Paghi di chiamare salute il non starnutire sul telecomando, non ci rendiamo conto che la prima vittima dei persuasori mica nemmeno poi tanto occulti è la famiglia, la vittima sparita subito dai radar del nostro governo non appena è stato sparato il primo colpo di tosse d’importazione settimane fa. Inghiottita nel Triangolo delle Bermuda dei decreti, dei decretini e dei quod placuit principi habet vigorem legis a parlamento ibernato, la famiglia non è infatti il simulacro happy happy descritto nell’ennesimo servizio dei tiggì sull’eccezionale consumo domestico di farine per pani e dolci in stile notiziario social-agrario da Corea del Nord. La famiglia è la base dell’edificio sociale. Se non riapre la famiglia, il Paese resta chiuso dentro una cassa di zinco. Se si riaprono fabbriche e uffici, ma non si pensa prima alla famiglia, il castello implode. Ogni giorno, ora, minuto in più di chiusura del mondo del lavoro e di ingabbiamento della famiglia significa un avanzamento della necrosi lungo il corpo sociale dell’Italia. E gli aiuti alla famiglia non sono le mancette, ma tutto ciò che può (ri)stabilire la sovranità della famiglia, a partire dalla defiscalizzazione più ampia possibile e dal ripristino della capacità di decidere il bene concreto per sé. Non farlo significa pensare che gli italiani vadano tenuti sotto tutela perché incapaci di scegliere e di agire. In nome della libertà di informazione e in forza del diritto di critica, rivendico allora qui e ora la possibilità di levare la voce nel momento in cui, senza uno straccio di progetto sul domani ma anzitutto sull’oggi, il governo italiano persiste in misure di cosiddetto contenimento che hanno sempre più il sapore dell’illibertà.

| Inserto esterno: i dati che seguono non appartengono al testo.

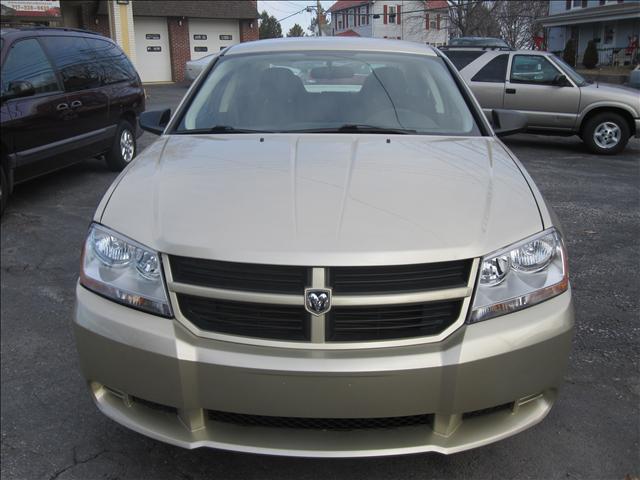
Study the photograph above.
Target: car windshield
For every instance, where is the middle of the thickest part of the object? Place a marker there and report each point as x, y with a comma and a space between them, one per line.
320, 92
571, 73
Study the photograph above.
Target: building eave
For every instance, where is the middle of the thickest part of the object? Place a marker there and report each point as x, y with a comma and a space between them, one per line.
605, 13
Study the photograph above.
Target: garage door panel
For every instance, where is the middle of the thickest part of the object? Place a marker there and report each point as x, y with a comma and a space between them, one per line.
207, 36
153, 58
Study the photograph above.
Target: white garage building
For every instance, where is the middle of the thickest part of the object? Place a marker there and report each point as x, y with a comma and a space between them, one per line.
162, 36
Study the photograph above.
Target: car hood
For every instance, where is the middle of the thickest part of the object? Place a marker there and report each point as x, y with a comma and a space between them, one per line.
324, 199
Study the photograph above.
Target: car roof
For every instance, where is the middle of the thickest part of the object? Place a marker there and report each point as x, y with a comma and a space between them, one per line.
39, 30
330, 43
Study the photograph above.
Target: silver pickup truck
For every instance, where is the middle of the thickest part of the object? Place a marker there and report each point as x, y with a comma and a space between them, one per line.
555, 98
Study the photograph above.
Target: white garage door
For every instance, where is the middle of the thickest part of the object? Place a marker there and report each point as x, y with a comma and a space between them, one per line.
207, 36
153, 59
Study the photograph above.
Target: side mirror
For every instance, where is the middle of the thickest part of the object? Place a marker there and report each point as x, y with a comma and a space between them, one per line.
155, 121
508, 122
18, 89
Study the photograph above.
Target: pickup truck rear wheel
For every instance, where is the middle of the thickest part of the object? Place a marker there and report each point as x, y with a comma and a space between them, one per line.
124, 148
606, 133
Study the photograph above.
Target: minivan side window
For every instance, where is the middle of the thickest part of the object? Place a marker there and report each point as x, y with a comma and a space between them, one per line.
494, 72
115, 65
534, 69
26, 61
75, 61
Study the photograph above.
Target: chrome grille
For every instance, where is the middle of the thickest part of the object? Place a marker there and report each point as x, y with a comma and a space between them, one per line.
412, 304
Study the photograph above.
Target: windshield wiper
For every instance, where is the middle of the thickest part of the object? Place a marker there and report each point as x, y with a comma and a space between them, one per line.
221, 129
356, 128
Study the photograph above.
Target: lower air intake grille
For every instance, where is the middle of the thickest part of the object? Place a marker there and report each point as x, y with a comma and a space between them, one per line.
280, 322
319, 423
390, 321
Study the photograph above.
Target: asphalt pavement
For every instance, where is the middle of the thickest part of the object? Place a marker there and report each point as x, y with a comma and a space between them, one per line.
51, 429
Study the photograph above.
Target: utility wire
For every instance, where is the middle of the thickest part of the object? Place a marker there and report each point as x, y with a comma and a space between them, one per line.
296, 13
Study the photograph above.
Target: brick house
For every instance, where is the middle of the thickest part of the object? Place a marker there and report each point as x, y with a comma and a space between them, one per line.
614, 26
413, 20
160, 36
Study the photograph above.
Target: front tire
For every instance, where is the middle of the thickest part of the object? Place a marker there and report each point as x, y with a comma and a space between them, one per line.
606, 133
124, 147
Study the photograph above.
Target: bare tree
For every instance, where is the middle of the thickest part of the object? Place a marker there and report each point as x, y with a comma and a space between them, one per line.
474, 18
519, 21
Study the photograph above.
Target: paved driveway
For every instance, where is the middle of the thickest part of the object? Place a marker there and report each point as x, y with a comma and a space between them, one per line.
51, 429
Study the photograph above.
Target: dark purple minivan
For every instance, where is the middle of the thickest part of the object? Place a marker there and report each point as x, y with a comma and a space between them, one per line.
66, 95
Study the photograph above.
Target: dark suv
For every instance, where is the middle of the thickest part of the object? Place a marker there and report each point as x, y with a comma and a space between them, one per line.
66, 95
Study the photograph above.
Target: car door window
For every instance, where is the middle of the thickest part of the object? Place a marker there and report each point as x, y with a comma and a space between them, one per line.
76, 62
115, 65
533, 69
494, 72
26, 61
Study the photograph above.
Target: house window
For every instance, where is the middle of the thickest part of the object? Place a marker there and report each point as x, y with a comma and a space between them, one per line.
609, 33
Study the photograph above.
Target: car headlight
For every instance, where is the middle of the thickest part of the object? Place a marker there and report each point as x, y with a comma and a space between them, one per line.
520, 276
122, 270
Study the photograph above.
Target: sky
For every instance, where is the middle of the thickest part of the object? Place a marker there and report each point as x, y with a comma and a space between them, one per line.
281, 9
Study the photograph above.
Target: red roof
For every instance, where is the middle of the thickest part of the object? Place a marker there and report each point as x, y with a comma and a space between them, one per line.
342, 4
348, 33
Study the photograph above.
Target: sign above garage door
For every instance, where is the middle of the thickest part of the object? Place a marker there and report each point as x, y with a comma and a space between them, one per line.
207, 36
153, 59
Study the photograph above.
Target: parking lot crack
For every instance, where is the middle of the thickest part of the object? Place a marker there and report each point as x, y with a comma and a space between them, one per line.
76, 462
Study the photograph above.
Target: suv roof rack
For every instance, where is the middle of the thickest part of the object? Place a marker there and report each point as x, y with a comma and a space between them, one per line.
16, 27
475, 47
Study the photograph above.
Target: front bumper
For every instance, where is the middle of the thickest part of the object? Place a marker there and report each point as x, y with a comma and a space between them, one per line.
155, 377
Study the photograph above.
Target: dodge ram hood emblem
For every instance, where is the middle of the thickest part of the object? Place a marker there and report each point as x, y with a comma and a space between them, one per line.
317, 300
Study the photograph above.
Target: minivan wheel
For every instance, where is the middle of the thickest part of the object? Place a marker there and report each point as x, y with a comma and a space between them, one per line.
123, 149
4, 190
606, 133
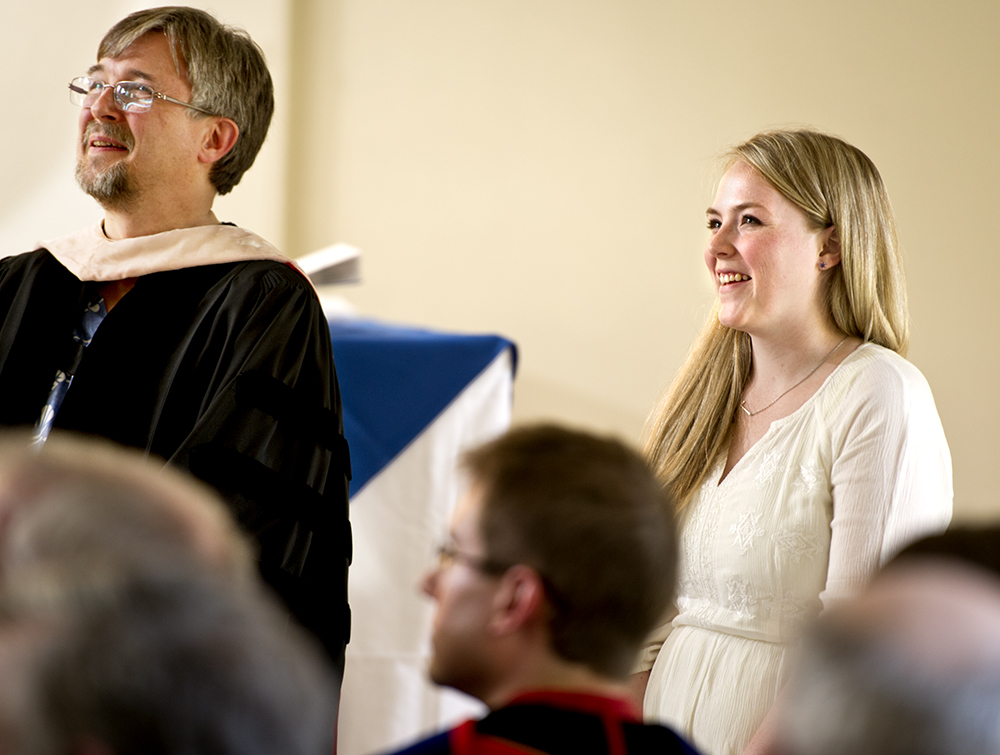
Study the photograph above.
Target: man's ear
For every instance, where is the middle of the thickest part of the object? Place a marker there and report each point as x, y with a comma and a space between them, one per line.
829, 254
219, 139
520, 600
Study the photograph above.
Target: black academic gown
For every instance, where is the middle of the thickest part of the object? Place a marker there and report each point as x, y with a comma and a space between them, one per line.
226, 370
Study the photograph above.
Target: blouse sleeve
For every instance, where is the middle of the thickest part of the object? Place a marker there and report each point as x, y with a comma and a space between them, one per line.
891, 474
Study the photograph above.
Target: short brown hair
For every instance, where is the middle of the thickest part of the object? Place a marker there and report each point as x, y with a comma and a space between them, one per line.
588, 515
226, 70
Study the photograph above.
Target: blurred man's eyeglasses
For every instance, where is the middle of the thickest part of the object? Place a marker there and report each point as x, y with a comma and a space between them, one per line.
449, 554
129, 96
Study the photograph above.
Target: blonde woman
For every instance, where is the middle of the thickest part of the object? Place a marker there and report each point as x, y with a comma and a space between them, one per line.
803, 449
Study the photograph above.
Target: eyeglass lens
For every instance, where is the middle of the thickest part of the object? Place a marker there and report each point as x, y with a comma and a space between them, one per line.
129, 96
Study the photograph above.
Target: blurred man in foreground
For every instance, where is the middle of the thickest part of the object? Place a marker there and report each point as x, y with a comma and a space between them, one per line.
910, 668
132, 622
559, 562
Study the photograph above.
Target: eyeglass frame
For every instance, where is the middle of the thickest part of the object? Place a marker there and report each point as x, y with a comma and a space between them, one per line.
448, 554
101, 86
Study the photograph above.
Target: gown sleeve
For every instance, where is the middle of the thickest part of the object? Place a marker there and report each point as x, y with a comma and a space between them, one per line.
269, 438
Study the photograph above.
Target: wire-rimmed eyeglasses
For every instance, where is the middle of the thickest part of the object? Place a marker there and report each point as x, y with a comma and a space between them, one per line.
129, 96
449, 554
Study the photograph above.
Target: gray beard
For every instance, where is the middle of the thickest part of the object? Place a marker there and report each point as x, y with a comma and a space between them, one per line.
114, 189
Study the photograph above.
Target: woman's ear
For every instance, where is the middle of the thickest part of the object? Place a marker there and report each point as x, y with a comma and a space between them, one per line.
829, 253
219, 140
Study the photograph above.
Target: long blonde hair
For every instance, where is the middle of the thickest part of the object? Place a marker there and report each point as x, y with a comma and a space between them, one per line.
833, 183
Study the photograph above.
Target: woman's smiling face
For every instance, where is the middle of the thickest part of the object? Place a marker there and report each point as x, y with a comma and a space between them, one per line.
765, 257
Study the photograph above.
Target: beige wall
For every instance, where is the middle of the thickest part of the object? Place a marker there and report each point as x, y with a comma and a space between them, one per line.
540, 168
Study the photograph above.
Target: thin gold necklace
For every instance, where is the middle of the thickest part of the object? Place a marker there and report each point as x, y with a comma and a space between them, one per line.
743, 403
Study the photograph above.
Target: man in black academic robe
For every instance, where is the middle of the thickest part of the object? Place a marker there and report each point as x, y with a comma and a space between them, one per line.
211, 350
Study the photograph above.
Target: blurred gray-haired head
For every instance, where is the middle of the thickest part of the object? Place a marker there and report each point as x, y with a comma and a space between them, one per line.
913, 666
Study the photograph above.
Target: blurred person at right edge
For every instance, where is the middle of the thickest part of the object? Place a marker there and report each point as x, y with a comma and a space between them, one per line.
802, 449
911, 667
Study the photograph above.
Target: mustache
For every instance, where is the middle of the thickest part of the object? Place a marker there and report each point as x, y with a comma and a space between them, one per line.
115, 131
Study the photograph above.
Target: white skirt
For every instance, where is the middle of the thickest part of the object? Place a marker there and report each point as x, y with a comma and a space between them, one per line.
715, 688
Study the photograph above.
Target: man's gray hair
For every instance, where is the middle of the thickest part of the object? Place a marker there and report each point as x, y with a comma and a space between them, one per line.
225, 68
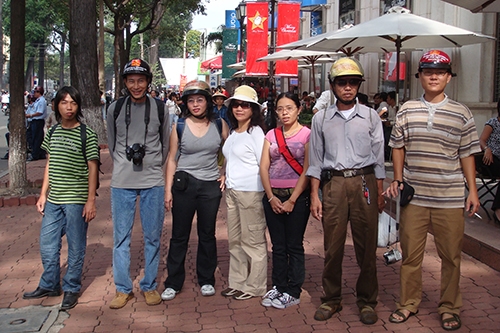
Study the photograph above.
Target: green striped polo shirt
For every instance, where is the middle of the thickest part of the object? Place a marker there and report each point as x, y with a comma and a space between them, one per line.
434, 143
68, 172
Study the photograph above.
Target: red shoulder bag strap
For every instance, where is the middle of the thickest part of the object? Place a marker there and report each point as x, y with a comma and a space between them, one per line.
285, 151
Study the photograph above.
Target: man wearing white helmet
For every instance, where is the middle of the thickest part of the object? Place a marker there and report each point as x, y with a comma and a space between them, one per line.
433, 142
347, 155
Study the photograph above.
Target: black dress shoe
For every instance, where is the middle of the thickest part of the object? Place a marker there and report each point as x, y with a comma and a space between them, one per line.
40, 292
70, 300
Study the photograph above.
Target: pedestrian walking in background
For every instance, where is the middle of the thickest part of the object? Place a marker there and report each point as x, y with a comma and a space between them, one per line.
433, 142
283, 169
138, 139
246, 223
67, 198
194, 185
347, 156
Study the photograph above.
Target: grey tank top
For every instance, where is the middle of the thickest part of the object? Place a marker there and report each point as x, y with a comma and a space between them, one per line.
198, 156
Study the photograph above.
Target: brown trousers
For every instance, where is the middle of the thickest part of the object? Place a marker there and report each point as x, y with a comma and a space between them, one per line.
448, 228
343, 202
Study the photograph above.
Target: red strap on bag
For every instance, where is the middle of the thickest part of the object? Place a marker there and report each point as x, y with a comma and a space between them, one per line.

Tre. Appuntamento in parrocchia con gli atei

Ciò detto, un’appendice. Anzi, un appello a tuti gli atei italiani. Protestate a fianco dei credenti per la libertà di culto, ancora una volta conculcata dal decreto del presidente del Consiglio dei ministri (dPCM) del 26 aprile, art. 1, co. 1, lett. i). Dopo aver ribadito che «l’apertura dei luoghi di culto è condizionata all’adozione di misure organizzative tali da evitare assembramenti di persone, tenendo conto delle dimensioni e delle caratteristiche dei luoghi, e tali da garantire ai frequentatori la possibilità di rispettare la distanza tra loro di almeno un metro», il dPCM conferma infatti la sospensione delle cerimonie religiose, con la sola esclusione di quelle funebri, ma a condizione vi partecipino non più di 15 “congiunti”, con mascherine e distanziati.

Ogni buon ateo, laico-laicista, che non si lasci fare la predica da nessuno, dovrebbe sobbalzare sulla sedia. Il provvedimento è contrario infatti alla libertà di culto che è espressione della libertà religiosa sancita dalla Costituzione italiana e con esso il presidente del Consiglio si arroga il diritto di discriminare fra tipologie di cerimonie religiose, decretando a suo giudizio unico e insindacabile che le cerimonie religiose sono meno importanti di altre attività o iniziative alle quali proprio lo stesso dPCM dà il via libera già dal 4 maggio. Gli atei dovrebbero inorridire gridando per le strade che una democrazia non funziona affatto così.

Mi verrebbe un’umile-ultima proposta. Ci vediamo domenica tutti in parrocchia alle 10:00 con labari religiosi e striscioni anticlericali?